L’histoire de Nelakonda Rajitha est tout autre. Une leader étudiante enflammée dans le district de Karimnagar au Telangana, elle s’est élevée pour devenir à ce jour, la seule femme membre du Comité de la Zone spéciale du Nord Telangana. Une fois dans la clandestinité, elle est entrée en contact Sande Rajamouli et l’a épousé. Sande Rajamouli est ensuite devenu membre de l’apex, du Comité central, et de la Commission militaire centrale. Rajitha a été tuée dans une embuscade de l’armée (encounter : souvent de fausse rencontres qui ne servent que de couvertures à des assassinats menés par la police, l’armée ou les milices NDT) en Juillet 2002 tandis que Rajamouli l’a été en Juin 2007.

Le nombre de femmes cadres parmi les rebelles a gonflé de la fin des années 1990 à la décennie en cours.
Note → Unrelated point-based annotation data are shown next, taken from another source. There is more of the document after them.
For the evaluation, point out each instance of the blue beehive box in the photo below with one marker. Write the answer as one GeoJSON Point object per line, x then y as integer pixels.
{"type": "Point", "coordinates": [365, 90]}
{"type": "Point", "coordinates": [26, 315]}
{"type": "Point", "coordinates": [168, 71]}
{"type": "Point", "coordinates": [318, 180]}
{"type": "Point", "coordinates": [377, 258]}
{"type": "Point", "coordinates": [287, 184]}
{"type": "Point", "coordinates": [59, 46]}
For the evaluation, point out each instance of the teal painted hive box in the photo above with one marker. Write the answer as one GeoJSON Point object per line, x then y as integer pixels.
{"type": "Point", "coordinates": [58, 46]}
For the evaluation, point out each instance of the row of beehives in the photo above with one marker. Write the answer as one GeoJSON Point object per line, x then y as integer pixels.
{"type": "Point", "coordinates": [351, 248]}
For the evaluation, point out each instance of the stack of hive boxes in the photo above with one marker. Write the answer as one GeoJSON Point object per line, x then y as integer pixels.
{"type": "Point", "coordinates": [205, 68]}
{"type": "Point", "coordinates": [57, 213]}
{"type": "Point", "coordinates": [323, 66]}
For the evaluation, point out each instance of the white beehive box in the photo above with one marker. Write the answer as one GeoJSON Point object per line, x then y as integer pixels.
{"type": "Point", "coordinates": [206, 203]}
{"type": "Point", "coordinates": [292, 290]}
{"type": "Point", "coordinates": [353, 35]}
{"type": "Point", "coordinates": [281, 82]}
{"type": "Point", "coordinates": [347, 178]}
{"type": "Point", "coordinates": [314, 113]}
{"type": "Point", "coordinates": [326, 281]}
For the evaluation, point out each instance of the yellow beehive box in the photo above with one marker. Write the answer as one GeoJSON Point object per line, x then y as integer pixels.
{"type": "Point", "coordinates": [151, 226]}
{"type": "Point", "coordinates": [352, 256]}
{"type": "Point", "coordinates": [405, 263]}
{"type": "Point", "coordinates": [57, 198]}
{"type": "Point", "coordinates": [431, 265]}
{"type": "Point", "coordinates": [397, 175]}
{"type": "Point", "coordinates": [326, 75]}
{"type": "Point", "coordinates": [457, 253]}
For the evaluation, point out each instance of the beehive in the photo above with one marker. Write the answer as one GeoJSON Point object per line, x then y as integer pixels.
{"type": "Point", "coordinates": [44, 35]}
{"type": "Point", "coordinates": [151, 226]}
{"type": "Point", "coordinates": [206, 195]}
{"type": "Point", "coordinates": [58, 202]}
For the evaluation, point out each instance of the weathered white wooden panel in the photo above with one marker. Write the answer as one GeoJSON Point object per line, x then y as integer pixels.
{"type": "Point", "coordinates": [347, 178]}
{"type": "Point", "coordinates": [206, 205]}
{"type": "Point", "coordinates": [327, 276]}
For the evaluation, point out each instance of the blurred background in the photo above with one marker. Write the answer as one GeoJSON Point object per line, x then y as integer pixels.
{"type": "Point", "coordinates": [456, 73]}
Bien que l’écrasante majorité des quelque 40% de femmes représentées dans les rangs maoïstes appartiennent à l’Inde rurale et tribale, et sont «combattantes», certains sont très instruites, des idéologues urbaines et des dirigeantes. C’est Anuradha Ghandy, un professeur d’université en sociologie, qui illustre le mieux cette catégorie. Au moment de sa mort due à la malaria cérébrale, elle dirigeait le mouvement des femmes sur l’ensemble de l’Inde et a été la seule membre du Comité central. Elle était aussi la femme de Kobad Ghandy, chef du Bureau central de la propagande et membre du Comité central, qui a été arrêté à New Delhi en Septembre 2009.

Il n’y a pas une raison particulière qui pousse les femmes à rejoindre les rangs des maoïstes. Certaines ont rejoint la clandestinité en raison du désespoir. Dans les villages, l’exploitation dirigée par les puissants est une de ces raisons.

En Janvier 2004, ce chercheur a rencontré une jeune fille dans le district tribal de Karimnagar qui s’était égarée avec les maoïstes après avoir reçu une réprimande de ses parents. En pleurs, elle a été repérée dans un champ par un peloton maoïste qui passait par là et la consola et l’a invité à marcher avec eux. Dans un autre exemple, dans le village de Pata Rudraram du même district, Narsingojula Padma, une autre jeune fille, âgée de 14 ans, s’enfuit de sa maison en mai 2004 et rejoignit le giron maoïste pour échapper à un mariage contre son gré…

naxalsstory

Il y a également eu des cas de toutes les sœurs d’une même famille qui rejoignirent les rangs maoïstes, ou toute une famille prenant la voie révolutionnaire. Aussi particulier que cela puisse paraître, comme une femme cadre arrêté a déclaré à ce chercheur «Je suis né dans le parti ». Ses parents se sont rencontrés dans la clandestinité et se sont mariés. Elle est née quelques années plus tard. Elle a fait ses études dans des écoles gérées par le Département de la protection du gouvernement et aurait gardé le contact avec ses parents pendant les vacances. Finalement, elle aussi, a rejoint la clandestinité.

Les efforts conscients de l’organisation maoïste dans Dandakaranya pour mettre fin aux diverses formes du patriarcat ont également contribué à ce que les femmes rejoignent la clandestinité ou les organisations de masse. Les maoïstes ont largement réussi à mettre un terme aux «mariages forcés» et au mariage entre cousins.